The final theme that emerged from the focus-group data was around healthcare professional and family member treatment of people living with dementia post-diagnosis. The participants across all focus-groups expressed their surprise and dissatisfaction about how healthcare professionals’ treatment of people with dementia often lacked understanding or empathy. The participants collectively felt that healthcare professionals perceived dementia as a death sentence.
‘They [healthcare professionals] really ought to know better, right? I mean…my GP [General Practitioner] has been great, but the people I visit at the memory clinics…well, I am just a number. The information is all about future planning, worsening symptoms and what have you. What I really want to talk about is how I can live life to the fullest!’

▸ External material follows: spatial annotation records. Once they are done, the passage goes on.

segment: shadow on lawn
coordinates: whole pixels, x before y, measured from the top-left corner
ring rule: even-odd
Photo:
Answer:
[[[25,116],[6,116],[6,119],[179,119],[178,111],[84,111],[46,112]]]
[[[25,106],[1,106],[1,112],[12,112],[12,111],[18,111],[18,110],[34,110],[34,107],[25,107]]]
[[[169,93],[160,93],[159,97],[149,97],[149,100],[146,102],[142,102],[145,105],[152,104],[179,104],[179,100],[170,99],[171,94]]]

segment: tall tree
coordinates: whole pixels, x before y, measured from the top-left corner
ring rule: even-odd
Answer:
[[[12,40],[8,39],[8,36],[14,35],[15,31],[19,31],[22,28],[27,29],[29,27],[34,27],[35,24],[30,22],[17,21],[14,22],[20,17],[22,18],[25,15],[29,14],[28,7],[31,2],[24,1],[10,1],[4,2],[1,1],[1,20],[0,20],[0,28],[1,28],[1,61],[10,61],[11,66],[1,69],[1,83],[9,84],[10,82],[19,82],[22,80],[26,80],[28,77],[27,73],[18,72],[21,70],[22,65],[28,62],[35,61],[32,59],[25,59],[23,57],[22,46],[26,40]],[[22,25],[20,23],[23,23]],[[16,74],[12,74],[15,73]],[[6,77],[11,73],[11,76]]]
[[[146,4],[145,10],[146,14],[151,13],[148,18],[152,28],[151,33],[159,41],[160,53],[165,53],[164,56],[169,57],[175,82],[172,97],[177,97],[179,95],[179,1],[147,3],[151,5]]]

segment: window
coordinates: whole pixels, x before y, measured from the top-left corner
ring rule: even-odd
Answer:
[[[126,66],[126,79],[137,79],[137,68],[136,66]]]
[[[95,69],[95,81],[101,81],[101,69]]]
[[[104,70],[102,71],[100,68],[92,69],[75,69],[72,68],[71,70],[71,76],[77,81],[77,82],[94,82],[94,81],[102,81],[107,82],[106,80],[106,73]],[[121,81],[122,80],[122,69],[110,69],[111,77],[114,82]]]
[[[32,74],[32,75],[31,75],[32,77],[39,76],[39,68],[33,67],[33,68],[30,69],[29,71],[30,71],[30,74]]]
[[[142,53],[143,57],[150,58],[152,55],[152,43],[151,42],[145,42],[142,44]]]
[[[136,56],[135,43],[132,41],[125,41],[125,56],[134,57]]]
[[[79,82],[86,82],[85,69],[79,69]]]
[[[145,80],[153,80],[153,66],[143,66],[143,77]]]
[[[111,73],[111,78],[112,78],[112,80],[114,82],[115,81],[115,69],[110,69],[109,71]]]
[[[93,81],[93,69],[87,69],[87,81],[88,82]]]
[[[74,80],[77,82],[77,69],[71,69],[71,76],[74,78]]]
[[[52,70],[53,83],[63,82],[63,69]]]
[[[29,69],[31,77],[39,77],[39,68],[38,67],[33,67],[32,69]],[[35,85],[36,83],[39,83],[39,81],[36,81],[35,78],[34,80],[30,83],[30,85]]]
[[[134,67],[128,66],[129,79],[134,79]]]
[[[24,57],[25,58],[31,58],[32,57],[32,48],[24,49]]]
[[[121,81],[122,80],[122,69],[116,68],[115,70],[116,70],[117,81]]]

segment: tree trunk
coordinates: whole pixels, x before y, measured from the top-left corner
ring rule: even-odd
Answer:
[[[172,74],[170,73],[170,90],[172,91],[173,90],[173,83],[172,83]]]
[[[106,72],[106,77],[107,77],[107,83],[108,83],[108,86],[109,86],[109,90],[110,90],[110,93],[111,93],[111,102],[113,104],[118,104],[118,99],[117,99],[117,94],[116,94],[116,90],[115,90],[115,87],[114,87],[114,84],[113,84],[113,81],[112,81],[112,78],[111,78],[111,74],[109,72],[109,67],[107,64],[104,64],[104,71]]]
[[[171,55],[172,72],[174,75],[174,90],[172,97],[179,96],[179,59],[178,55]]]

These sentiments were echoed by several participants. Collectively, there appeared to be a professional focus on symptoms of dementia and a consistent reinforcement that dementia is a progressive incurable condition. One participant stated that she was advised by healthcare professionals that she should begin to put an advance care plan in place, a technique that is recommended by several clinical guidelines.
‘I mean for God’s Sake…I had only just been diagnosed with dementia and they were talking about Power of Attorney this and write a Will that…I was so overwhelmed and I was just sat there thinking – how long have I got left [to live]? It took me a few months myself to realise, actually dementia isn’t a death sentence and there is plenty of fun still to be had!’
There were some positive accounts of healthcare professional interactions with participants, but portrayals of their input were often negative. Although the important role their family members and friends played in facilitating and enabling them to live well was widely acknowledged, at times many people with dementia perceived their family members to be, like healthcare professionals, looking too far ahead into the future. One example of this comes from a participant who, after being diagnosed, was taken by her family to a nursing home to have a look around.
‘Visiting the home…kind of left me a bit stunned. I’m not there yet, my head was shouting at them, but I couldn’t say anything. I know they are trying to help me and wrap me in cotton wool to protect me because they are afraid…but I am ok. I can still go out to the pub and have a drink and a dance. I don’t particularly want to live in a place with people who I don’t know – I don’t need care yet!’
The role of the family member and healthcare professional was important to people living with dementia. These individuals could support people to overcome challenges in society or could behave in a way which inadvertently perpetuates societal stigma of dementia.